When the famed conservationist and father of the modern environmental movement Aldo Leopold wanted a place to sit down, he built himself a simple bench with timeless appeal. The bench is easy to replicate, so it makes a good garden project for those with little carpentry experience.
After gathering up all the tools and materials, this project can be completed in 2 hours or less. If you start early enough in the day, you can be sitting on a bench in your garden before the sun burns the dew off the grass. The hardest part of this bench project will be deciding where to put it when you’re finished making it.
1. Lay the 2-by-8 board across the sawhorses. Measure along the length of the board, making pencil marks at 33, 66, 84, and 102 inches. Using the speed square, scribe a 60-degree angle at each of these marks (A); the board will be cut along these lines.
2. Secure the board to the sawhorses with C-clamps (B). Make each cut (C). You will have four angled leg pieces plus the back and the seat (D).
3. Position one long angled board together with a short one. This will form one side of the bench. Clamp these together, making sure the feet are even. With a 3⁄8-inch spade bit, bore three holes though both pieces of wood about 2 inches apart, forming a triangle (E).
4. Tap the carriage bolts through the holes (F), put washers and nuts in place, and tighten with a 9⁄16-inch wrench (G). Repeat with the other two angled boards, creating a mirror image of the first leg. The short boards will become the support for the seat and must be on the inside.
5. Once the two upright sides are assembled, set the bench seat in place, spanning the two sides. To avoid cracking the wood, drill pilot holes with the 1⁄8-inch drill bit before sinking the deck screws to secure the seat in place. Use three screws per side (H).

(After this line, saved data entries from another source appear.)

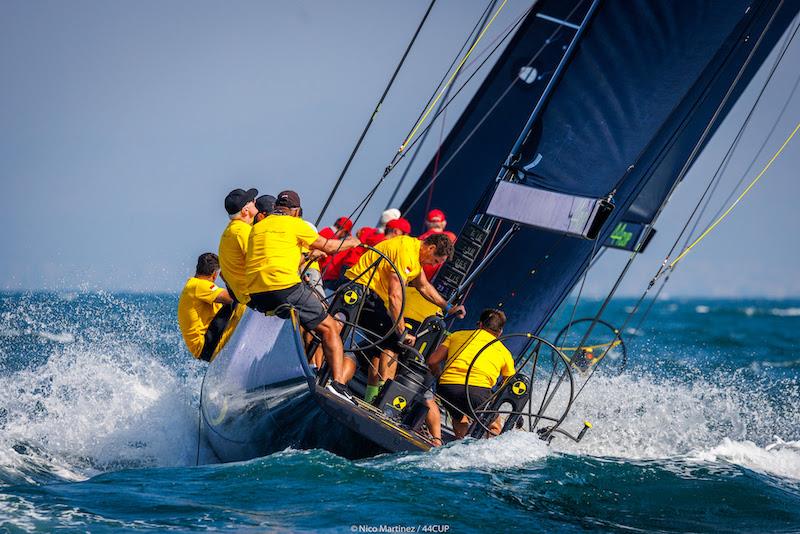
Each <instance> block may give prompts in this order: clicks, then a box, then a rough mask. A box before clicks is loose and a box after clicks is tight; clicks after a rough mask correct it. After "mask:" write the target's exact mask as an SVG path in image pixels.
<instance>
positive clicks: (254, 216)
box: [219, 189, 258, 303]
mask: <svg viewBox="0 0 800 534" xmlns="http://www.w3.org/2000/svg"><path fill="white" fill-rule="evenodd" d="M257 195H258V190H257V189H248V190H247V191H245V190H244V189H234V190H233V191H231V192H230V193H228V196H226V197H225V210H226V211H227V212H228V217H229V218H230V222H229V223H228V226H227V227H225V231H224V232H222V237H220V239H219V264H220V267H221V268H222V279H223V280H225V285H226V286H228V291H229V292H230V293H231V296H232V297H233V298H234V300H237V301H239V302H242V303H247V294H246V293H245V288H246V287H247V282H246V280H245V274H244V261H245V256H246V254H247V240H248V237H249V236H250V229H251V228H252V224H253V219H254V217H255V216H256V214H257V213H258V210H257V208H256V204H255V199H256V196H257Z"/></svg>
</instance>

Affix the bench back in the same manner, being sure to drill pilot holes before sinking the deck screws. Use three screws per side.
Once the bench is assembled, it’s ready to place in the garden and enjoy. You can weatherproof it with a few coats of paint or stain, if you wish. At the very least, the cut edges of the bench legs should be sealed to prevent premature deterioration from ground moisture.